Aujourd’hui, il n’y a plus que le tiers des Canadiens qui revendiquent une origine des îles britanniques. Il y a donc de moins en moins de gens qui ressentent un attachement particulier à la mère patrie au point de vouloir que son chef d’État soit aussi celui du Canada. Au Québec, il n’y en a jamais eu beaucoup, mais on peut dire que c’est aussi le cas de beaucoup de nouveaux arrivants pour qui le lien colonial du Canada n’a guère de sens.

Le sondage Angus Reid posait directement la question : « Le Canada doit-il continuer à être une monarchie constitutionnelle pour les générations à venir ? » Résultat : 51 % ont dit non, 26 %, oui, et 24 % ne savaient pas.

Une pluralité de Canadiens dans chacune des régions du pays croit qu’il faut abandonner la monarchie. Cela va de 71 % au Québec à 43 % en Ontario et dans les Maritimes – mais avec moins du quart des répondants qui tiennent à conserver les liens avec la Couronne britannique.

Évidemment, ce serait compliqué. Il faudrait, d’entrée de jeu, une sorte d’accord tacite que ce n’est pas le temps pour chacun de déballer toutes ses autres demandes constitutionnelles.

Cela dit, il existe un moyen de provoquer un débat constitutionnel sur une seule question, un moyen qui a été suggéré par la Cour suprême il y a un quart de siècle et qui n’a jamais été utilisé de cette manière : un référendum. La décision en question portait sur l’éventuelle accession à la souveraineté du Québec, mais elle pourrait s’appliquer dans d’autres cas.

Selon les juges, « la tentative légitime, par un participant de la Confédération, de modifier la Constitution a pour corollaire l’obligation faite à toutes les parties de venir à la table des négociations ».

Ça ne garantit pas l’issue des négociations – y compris après un Oui à un référendum sur la souveraineté, soit dit en passant –, mais ça oblige la tenue de négociations.

Donc, un référendum à l’initiative d’une ou de plusieurs provinces, ou même un référendum national sur le maintien ou non de la monarchie, pourrait être le point de départ d’une nouvelle ronde constitutionnelle dans laquelle on discuterait uniquement de cette question.

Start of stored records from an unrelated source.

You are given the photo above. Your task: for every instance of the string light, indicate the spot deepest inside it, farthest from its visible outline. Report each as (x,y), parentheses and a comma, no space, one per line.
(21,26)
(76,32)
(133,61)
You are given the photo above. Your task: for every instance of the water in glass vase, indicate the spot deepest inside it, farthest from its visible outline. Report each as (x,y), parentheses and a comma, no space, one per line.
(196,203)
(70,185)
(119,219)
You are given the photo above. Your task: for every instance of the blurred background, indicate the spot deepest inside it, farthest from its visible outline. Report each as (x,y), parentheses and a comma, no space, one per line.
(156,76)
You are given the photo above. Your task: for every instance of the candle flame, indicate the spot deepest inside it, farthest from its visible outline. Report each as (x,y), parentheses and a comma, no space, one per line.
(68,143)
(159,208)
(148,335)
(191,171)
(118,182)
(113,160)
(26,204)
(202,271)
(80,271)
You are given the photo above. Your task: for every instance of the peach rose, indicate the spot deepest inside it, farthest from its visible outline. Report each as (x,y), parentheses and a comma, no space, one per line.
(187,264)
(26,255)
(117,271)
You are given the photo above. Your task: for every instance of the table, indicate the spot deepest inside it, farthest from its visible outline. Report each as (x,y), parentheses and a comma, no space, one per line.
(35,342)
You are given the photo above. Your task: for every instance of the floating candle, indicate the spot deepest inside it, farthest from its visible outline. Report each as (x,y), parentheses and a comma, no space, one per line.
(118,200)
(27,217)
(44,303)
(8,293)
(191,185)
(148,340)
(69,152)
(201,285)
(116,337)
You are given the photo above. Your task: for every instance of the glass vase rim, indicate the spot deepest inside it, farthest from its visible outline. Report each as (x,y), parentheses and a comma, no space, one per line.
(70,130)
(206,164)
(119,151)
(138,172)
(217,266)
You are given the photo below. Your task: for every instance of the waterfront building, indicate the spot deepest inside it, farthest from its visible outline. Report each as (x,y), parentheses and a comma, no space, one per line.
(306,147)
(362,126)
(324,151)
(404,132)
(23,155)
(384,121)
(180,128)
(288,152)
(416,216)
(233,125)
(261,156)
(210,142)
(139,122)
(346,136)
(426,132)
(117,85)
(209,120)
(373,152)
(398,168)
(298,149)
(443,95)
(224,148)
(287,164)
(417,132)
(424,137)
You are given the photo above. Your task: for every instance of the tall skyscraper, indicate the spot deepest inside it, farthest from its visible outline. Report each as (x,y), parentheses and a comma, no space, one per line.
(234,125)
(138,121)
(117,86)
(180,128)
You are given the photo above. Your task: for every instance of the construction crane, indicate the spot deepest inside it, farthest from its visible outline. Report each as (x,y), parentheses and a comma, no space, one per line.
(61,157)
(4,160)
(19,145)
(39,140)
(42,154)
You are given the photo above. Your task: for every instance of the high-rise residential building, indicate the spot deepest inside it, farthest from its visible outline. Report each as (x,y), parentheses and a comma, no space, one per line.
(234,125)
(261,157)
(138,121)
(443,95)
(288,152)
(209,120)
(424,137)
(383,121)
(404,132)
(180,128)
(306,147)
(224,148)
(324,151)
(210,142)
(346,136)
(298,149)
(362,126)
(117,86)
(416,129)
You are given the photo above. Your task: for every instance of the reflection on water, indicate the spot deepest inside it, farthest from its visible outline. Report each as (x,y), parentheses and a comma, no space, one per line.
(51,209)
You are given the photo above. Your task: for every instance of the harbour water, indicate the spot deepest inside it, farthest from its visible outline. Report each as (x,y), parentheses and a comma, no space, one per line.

Un parti politique – dans une province ou au fédéral – pourrait promettre la tenue d’un référendum sur la monarchie dans sa plateforme électorale et s’il obtenait ce mandat, la question deviendrait à l’ordre du jour.

Évidemment, cela ne change pas la règle constitutionnelle de l’unanimité et le premier ministre de l’Île-du-Prince-Édouard (nom monarchiste prédestiné !) pourrait toujours exercer son droit de veto. Mais le poids démocratique d’un référendum serait bien difficile à ignorer. Surtout s’il s’agissait d’un référendum national ou tenu dans plusieurs provinces.

D’ailleurs, 92 % des Canadiens qui veulent abolir la monarchie sont bien au courant que ce sera difficile, mais disent qu’il faut tout de même essayer.

Il faut aussi s’assurer de ne pas faire d’erreurs. En 1999, l’Australie a voté pour abolir la monarchie et les sondages semblaient être assez favorables.

Mais les républicains se sont divisés sur la façon d’élire un président (qui aurait eu les mêmes pouvoirs limités d’un gouverneur général). Les uns voulaient qu’il soit désigné par un vote des deux tiers du Parlement, les autres qu’il soit élu au suffrage universel.

Résultat : le référendum a été un échec (53 % Non, 46 % Oui) et l’Australie a conservé la reine comme chef d’État, même si l’idée de devenir une république revient régulièrement dans l’actualité.

On ne peut pas improviser une telle réforme et il faut s’assurer que le débat se déroule dans le respect de chacun. Mais les Canadiens semblent prêts à couper ce dernier lien colonial. Il faudrait maintenant que des politiciens soient prêts à fournir leur part.